MANILA – Fifty years since its establishment, it is time for the Association of Southeast Asian Nations to welcome another member into its midst — with Japan’s support.
The recent meeting of Southeast Asian foreign ministers in the Philippines drew more attention than usual to its concluding communique. More so than in past versions, this year’s ASEAN concluding joint statement made clear the grouping of 10 nations’ hopes for a demilitarized South China Sea. In one paragraph, the communique also noted “the importance of maintaining and promoting peace, security, safety and freedom of navigation in and over-flight above the South China Sea.” While not explicitly named, China was very clearly the focus of attention.
Garnering much less attention was the single paragraph that “noted Timor-Leste’s application for ASEAN membership and looked forward to the continued discussion” about reports and capacity building regarding that small Southeast Asian island nation’s longstanding efforts to join the regional bloc.

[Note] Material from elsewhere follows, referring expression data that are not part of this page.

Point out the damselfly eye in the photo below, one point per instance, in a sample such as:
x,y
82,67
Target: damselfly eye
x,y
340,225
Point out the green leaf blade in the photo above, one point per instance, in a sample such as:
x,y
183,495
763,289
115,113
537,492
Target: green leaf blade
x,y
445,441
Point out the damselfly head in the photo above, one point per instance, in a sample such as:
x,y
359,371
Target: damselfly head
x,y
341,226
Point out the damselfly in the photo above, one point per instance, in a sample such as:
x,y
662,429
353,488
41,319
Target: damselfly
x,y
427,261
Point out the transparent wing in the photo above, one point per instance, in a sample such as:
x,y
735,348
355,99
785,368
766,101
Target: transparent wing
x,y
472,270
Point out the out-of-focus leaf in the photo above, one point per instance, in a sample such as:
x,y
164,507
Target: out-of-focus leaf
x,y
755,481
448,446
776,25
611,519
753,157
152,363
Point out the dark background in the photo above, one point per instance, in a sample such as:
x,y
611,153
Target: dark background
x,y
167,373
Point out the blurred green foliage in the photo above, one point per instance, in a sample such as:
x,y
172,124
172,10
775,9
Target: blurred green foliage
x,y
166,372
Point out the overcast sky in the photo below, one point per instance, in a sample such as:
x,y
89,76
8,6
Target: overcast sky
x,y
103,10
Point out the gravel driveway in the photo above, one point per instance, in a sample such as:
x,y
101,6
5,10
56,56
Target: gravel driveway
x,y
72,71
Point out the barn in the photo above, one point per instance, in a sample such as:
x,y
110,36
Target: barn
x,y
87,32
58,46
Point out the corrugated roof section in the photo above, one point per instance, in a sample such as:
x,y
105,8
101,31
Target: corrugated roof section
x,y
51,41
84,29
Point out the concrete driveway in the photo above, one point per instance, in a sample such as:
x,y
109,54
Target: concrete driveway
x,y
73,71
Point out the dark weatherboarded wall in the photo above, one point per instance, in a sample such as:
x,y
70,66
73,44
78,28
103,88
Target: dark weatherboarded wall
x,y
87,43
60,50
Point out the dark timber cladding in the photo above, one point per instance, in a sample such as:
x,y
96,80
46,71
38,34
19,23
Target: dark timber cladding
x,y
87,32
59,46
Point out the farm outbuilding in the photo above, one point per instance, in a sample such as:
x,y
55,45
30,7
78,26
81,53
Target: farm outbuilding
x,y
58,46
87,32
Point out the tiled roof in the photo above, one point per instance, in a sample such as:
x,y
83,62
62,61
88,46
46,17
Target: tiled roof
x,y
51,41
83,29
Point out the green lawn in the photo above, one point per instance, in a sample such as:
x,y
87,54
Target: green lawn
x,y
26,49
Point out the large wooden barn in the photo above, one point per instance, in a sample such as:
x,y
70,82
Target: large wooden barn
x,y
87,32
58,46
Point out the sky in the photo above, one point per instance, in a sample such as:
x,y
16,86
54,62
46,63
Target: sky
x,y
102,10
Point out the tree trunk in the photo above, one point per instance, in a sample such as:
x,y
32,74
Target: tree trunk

That’s unfortunate. ASEAN should welcome the accession of Timor-Leste, just as Laos and Myanmar were welcomed in 1997, and Cambodia in 1999.
I had the privilege of serving as an election monitor for Timor-Leste’s recent parliamentary election as part of the International Republican Institute’s (IRI) election observation mission. I was struck by the passionate commitment of the Timorese people to the democratic process, and inspired by their optimism about their country’s future. I believe that the country is in a strong position to continue progressing in its own development and make a positive contribution to the development of Southeast Asia. Timor-Leste deserves ASEAN support for its efforts to further integrate and engage with the wider region.
After regaining independence from Indonesia in 2002, Timor-Leste declared its desire to join ASEAN and applied for membership in 2011. While its ultimate accession is likely, there is a chance that the delays that have arisen over the past six years may persist indefinitely. Such a development would not only deprive the Timorese of a chance for further development; ASEAN would forgo an opportunity to welcome a country that can serve as a valuable example of a successful democracy to fellow members.
Over the past 15 years, Timor-Leste has grown into a well-functioning democracy where citizens actively engage with their government. The country was ranked as the most democratic in Southeast Asia by the Economist Intelligence Unit’s 2016 Democracy Index, and 43rd in the world — an impressive feat given the country’s traumatic experience during the 24-year Indonesian occupation.
One of the important ways Timor-Leste has been able to deliver sustainable democratic reforms has been through its openness to regional and international support. To this end, organizations like IRI have worked with civil society, government bodies and political parties to help them represent Timorese citizens responsively and effectively. IRI has worked in the country since 2002, and its assistance has been an important contributor to the country’s democratic consolidation.
Likewise, when I served as the U.S. ambassador to the Asian Development Bank and traveled to Timor-Leste in years past, I saw the importance of regional and international economic assistance to this and other developing countries first-hand. The ADB has supported infrastructure expansion, macroeconomic capacity-building and community-based development in Timor-Leste, and is well-positioned to assist not just in improving the country’s roads, but also its water supply and sanitation systems. I grew to appreciate the complementary nature of different types of development assistance, and found that the aid provided by the ADB complements the assistance provided by groups like IRI, and vice-versa.
As ASEAN continues to grow in importance, it is vital that its members collectively pursue policies that advance the region’s development in a sustainable manner. At a time when democracy is backsliding in the region, Timor-Leste’s accession to ASEAN would provide the region with a valuable example of how citizen-centered democracy can deliver a more prosperous and stable future.
Additionally, Timor-Leste’s accession to ASEAN would be economically beneficial to the region. Despite its small size, Timor represents a relatively untapped market for Southeast Asian trade; likewise, the region represents a largely untapped market for Timorese goods. In short, this would be a win-win situation for the region, and an important example for how inclusive economic development can sustain growth that benefits all.
During the lead-up to the election, election administrators, political parties and other stakeholders worked collaboratively to ensure a credible electoral process. This commitment to the rule of law and democratic institutions bodes extremely well for Timor-Leste’s potential as a cooperative and responsible member of ASEAN. My experience travelling through this small yet vibrant nation has driven home the benefits for all of proceeding with Timor-Leste’s accession.
Now is a time for coming together. We owe no less to the many people who across Asia’s newest nation proudly held up an indelibly-inked finger as a mark and proof of democracy in action.